The easiest way is to use a separate flasher relay (not a combined unit)!) for the turn signals as well as two separate blinker lights (right/left) and neither blinker beeper nor hazard warning lights. Then you can use mostly cheap universal flasher units. If, on the other hand, there is only one blinker light and/or hazard warning lights, after a conversion sometimes the non-actuated turn signals also flash unintentionally. In this case I would reach for the Kellermann flasher relay, which is anyway of higher quality and with just under 30 euros also does not cost the world. Thanks to the somewhat more complex design and wiring (5 instead of 3 cables), it is sufficient to additionally connect the relay to one left and one right turn signal to solve this problem. It is important not to mix up any cables during installation. Be sure to follow the installation instructions and check the polarity with the help of a test lamp. If the original plugs don’t fit, you can use the already mentioned adapter cables or make your own.

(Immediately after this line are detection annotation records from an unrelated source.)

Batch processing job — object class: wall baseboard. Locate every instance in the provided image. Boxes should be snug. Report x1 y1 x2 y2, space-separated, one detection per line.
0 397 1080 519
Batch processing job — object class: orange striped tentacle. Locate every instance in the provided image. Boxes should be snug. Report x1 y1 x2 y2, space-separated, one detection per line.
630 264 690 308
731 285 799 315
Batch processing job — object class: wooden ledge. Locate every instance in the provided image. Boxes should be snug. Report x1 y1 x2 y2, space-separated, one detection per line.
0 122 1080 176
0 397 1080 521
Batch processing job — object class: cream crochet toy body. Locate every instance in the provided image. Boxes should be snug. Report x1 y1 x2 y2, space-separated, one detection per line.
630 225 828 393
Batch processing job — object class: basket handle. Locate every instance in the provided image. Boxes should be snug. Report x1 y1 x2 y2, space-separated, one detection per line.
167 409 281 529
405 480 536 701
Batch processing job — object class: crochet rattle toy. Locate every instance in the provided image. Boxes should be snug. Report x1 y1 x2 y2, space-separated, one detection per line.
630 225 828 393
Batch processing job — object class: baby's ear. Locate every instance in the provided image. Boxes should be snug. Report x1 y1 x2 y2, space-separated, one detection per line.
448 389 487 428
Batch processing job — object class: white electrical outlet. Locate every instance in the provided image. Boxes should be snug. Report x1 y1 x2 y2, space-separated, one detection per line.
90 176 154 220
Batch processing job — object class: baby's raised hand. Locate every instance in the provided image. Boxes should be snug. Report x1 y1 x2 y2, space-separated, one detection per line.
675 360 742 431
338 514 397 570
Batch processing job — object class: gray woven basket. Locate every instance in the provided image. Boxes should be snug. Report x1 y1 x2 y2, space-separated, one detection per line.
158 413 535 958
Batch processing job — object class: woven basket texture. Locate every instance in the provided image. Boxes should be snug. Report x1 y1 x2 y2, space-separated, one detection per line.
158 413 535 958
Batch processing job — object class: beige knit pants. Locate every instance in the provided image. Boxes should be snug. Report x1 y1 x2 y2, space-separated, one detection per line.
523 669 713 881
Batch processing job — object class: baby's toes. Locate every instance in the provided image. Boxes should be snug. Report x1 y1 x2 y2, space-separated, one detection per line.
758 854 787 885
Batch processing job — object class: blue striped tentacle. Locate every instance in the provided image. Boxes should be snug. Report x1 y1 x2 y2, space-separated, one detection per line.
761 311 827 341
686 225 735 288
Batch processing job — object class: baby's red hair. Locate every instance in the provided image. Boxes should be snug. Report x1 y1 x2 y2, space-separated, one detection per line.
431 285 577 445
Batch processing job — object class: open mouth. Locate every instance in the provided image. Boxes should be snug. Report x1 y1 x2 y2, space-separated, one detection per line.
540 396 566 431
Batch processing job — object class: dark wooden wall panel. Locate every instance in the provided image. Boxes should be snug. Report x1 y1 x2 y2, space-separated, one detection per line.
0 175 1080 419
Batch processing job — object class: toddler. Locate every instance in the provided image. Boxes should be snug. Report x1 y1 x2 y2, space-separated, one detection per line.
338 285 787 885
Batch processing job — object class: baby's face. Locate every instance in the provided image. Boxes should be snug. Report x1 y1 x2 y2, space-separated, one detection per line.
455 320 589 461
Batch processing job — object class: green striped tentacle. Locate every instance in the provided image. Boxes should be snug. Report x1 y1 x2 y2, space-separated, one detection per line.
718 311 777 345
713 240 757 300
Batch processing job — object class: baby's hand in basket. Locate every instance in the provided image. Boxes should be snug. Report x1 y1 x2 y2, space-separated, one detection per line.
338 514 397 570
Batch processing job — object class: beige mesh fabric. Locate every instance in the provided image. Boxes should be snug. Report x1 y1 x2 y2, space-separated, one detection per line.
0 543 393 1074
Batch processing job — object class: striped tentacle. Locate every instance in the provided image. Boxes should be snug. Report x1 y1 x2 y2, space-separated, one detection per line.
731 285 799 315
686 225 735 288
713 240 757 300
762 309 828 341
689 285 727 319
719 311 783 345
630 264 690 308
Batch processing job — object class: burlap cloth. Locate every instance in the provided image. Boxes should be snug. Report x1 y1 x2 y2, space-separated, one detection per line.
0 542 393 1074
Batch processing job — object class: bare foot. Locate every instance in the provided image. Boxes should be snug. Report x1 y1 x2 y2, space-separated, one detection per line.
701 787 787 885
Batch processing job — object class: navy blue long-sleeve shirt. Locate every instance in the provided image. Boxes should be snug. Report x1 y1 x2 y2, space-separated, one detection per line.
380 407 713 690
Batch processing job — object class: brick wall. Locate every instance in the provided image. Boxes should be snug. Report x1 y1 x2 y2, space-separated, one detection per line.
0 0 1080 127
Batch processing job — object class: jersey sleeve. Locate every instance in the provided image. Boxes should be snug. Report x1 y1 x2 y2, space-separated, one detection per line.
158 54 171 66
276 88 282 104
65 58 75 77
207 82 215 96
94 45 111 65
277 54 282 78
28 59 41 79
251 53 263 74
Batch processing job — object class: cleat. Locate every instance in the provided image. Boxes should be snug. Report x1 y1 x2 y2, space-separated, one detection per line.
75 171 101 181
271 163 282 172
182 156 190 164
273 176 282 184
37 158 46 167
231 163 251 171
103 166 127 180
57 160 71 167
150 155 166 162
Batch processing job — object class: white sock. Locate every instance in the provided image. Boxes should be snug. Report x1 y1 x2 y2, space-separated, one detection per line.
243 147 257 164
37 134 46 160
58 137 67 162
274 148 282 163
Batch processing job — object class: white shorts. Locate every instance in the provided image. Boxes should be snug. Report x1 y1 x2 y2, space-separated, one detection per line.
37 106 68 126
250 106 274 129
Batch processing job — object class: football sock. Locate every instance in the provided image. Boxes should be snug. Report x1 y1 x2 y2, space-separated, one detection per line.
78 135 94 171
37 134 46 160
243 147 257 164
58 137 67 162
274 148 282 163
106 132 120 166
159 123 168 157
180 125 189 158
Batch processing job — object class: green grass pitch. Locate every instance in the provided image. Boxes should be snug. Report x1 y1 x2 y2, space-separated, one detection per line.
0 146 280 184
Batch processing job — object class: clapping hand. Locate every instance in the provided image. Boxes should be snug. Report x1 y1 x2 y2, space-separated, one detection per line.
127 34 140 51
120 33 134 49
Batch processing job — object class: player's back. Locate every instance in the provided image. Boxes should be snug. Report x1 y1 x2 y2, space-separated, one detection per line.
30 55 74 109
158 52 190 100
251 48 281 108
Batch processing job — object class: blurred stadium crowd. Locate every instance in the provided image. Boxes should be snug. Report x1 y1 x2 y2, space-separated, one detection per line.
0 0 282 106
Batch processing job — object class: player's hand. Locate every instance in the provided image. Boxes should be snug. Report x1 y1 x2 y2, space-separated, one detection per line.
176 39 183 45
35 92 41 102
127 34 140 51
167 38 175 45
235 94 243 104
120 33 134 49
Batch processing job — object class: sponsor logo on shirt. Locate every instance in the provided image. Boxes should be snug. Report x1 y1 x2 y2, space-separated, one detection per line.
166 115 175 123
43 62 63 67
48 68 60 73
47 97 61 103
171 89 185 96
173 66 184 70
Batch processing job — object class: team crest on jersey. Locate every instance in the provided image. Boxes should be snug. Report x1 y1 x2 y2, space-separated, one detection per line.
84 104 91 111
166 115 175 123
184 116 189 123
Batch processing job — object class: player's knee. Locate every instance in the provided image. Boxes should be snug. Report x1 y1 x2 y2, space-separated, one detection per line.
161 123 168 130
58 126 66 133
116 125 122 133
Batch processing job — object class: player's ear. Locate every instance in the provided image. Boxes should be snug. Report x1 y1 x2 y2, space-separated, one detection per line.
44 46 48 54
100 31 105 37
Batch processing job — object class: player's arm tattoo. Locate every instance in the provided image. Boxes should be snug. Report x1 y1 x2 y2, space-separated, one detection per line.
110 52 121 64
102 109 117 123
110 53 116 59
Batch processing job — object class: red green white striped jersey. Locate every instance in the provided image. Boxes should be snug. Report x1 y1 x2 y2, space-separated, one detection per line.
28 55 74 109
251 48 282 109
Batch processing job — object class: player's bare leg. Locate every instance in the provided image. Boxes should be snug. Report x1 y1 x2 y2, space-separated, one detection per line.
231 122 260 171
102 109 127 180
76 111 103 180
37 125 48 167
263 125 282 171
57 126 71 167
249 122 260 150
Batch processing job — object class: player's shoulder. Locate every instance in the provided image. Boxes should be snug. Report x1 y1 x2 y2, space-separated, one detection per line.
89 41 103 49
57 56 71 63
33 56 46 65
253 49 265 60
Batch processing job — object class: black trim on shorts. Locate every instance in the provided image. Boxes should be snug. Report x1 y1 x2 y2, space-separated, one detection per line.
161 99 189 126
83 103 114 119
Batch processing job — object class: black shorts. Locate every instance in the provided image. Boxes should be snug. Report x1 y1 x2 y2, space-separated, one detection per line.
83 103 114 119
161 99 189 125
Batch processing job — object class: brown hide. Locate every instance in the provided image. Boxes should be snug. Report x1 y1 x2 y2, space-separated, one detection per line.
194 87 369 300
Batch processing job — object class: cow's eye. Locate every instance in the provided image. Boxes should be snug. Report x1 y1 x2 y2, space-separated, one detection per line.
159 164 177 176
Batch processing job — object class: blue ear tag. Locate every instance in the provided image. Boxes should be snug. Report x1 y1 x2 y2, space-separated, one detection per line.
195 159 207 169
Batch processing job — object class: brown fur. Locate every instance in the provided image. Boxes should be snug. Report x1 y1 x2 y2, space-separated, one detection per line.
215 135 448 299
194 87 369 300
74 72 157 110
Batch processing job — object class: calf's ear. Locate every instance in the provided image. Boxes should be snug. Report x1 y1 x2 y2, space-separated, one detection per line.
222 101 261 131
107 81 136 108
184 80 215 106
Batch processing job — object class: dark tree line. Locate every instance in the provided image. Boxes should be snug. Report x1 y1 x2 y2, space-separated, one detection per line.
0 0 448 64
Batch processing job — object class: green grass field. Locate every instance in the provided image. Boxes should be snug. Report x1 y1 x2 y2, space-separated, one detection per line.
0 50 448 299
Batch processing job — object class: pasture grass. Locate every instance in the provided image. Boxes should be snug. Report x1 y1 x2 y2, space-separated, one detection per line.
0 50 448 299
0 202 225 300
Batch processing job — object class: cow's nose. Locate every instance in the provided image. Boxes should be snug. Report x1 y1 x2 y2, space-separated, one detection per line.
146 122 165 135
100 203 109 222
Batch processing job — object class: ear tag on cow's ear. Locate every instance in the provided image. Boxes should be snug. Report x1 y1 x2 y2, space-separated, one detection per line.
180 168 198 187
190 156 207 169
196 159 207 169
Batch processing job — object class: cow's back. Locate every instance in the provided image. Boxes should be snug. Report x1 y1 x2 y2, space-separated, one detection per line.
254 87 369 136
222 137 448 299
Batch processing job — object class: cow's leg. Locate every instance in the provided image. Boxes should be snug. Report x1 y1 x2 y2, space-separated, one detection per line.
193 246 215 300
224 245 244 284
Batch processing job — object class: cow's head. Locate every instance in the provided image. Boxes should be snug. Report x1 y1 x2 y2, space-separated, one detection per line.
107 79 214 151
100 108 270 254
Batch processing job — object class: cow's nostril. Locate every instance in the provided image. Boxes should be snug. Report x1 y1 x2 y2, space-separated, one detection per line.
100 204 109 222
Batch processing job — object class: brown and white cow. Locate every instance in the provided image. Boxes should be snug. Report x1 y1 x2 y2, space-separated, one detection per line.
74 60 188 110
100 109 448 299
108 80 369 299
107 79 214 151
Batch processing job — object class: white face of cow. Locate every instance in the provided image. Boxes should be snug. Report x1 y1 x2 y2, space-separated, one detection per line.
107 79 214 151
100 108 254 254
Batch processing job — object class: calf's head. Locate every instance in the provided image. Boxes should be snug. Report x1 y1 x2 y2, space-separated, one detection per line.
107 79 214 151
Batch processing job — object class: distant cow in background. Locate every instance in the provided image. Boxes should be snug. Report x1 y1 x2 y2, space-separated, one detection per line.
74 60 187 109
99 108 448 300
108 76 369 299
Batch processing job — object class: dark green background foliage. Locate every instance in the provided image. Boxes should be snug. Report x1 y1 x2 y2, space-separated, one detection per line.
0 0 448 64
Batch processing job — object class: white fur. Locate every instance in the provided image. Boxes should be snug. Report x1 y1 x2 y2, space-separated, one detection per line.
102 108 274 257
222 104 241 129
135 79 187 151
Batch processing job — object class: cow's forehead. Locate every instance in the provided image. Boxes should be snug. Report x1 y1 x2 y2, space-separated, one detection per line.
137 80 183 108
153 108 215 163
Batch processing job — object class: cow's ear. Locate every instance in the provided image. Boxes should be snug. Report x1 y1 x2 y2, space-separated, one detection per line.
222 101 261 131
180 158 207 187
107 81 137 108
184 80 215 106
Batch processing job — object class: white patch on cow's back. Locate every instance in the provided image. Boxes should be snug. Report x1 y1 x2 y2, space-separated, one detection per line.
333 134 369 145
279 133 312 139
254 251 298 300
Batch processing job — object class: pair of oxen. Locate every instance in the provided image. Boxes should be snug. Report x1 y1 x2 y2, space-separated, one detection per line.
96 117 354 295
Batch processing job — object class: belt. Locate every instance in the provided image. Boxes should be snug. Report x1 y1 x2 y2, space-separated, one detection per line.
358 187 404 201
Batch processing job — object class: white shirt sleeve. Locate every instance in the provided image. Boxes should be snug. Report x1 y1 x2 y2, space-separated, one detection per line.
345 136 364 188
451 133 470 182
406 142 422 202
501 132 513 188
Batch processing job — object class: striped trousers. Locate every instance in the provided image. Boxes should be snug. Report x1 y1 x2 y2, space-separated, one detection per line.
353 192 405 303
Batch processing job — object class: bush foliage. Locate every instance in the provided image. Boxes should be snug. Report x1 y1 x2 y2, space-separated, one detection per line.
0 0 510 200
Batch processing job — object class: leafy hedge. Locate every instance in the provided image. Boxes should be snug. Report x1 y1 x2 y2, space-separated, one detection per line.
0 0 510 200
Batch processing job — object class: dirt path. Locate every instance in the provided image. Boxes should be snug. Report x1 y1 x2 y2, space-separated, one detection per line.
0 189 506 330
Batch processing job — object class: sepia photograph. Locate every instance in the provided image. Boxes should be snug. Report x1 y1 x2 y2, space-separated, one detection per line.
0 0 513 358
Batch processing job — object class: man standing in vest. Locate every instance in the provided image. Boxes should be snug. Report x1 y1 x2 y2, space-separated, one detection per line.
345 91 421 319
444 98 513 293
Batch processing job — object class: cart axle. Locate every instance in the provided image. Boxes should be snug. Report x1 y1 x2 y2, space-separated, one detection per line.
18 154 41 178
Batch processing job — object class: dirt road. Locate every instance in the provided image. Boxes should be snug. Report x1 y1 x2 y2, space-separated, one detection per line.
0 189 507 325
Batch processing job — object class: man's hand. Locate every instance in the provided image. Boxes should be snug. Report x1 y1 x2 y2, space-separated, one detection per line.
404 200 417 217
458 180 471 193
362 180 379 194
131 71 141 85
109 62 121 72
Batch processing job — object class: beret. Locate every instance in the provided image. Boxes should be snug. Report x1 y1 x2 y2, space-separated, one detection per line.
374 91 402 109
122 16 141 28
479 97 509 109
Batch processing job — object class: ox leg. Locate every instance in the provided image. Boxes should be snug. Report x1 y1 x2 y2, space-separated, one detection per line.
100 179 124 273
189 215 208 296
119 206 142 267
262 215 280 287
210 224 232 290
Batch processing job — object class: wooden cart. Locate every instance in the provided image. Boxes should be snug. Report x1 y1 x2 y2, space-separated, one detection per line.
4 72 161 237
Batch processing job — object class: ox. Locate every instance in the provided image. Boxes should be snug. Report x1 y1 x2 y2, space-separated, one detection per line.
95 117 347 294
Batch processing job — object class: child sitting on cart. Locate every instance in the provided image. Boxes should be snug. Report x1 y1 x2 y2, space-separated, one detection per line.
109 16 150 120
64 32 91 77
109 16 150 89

But if you want to keep your original flasher relay or if you have a motorcycle that does not have a separate flasher relay, but only a central electronic unit, the conversion becomes more complicated. For the adjustment of the flashing frequency one must work then namely with resistors (usually with 6.8 ohm power resistor), which one can acquire in the accessories often also already with the suitable wiring. If you want, you can of course make your own. For space reasons these relatively large resistors are used rather in the area of the rear turn signals and can be hidden for example under the Burzel or side cover. When wiring, make sure they are connected in parallel (not series)!) are mounted. It is quite astonishing how hot such resistors can get in operation, 80 to 100 degrees are quite reached. Therefore, during installation, be careful not to fix the resistors on plastic parts or in contact with cables, and also not to simply glue them on. Perfect for heat dissipation is a small aluminum plate, on which the resistors are mounted.
Brake and taillight
Conversions to brake and tail lights are usually completely unproblematic. The new lights often come pre-wired, and the challenge is in the mounting area. Here, too, the trend is towards mini lights, which look smart but often fail to illuminate the license plate correctly. In this case an additional license plate light is necessary. Otherwise there will be trouble at the next general inspection at the latest.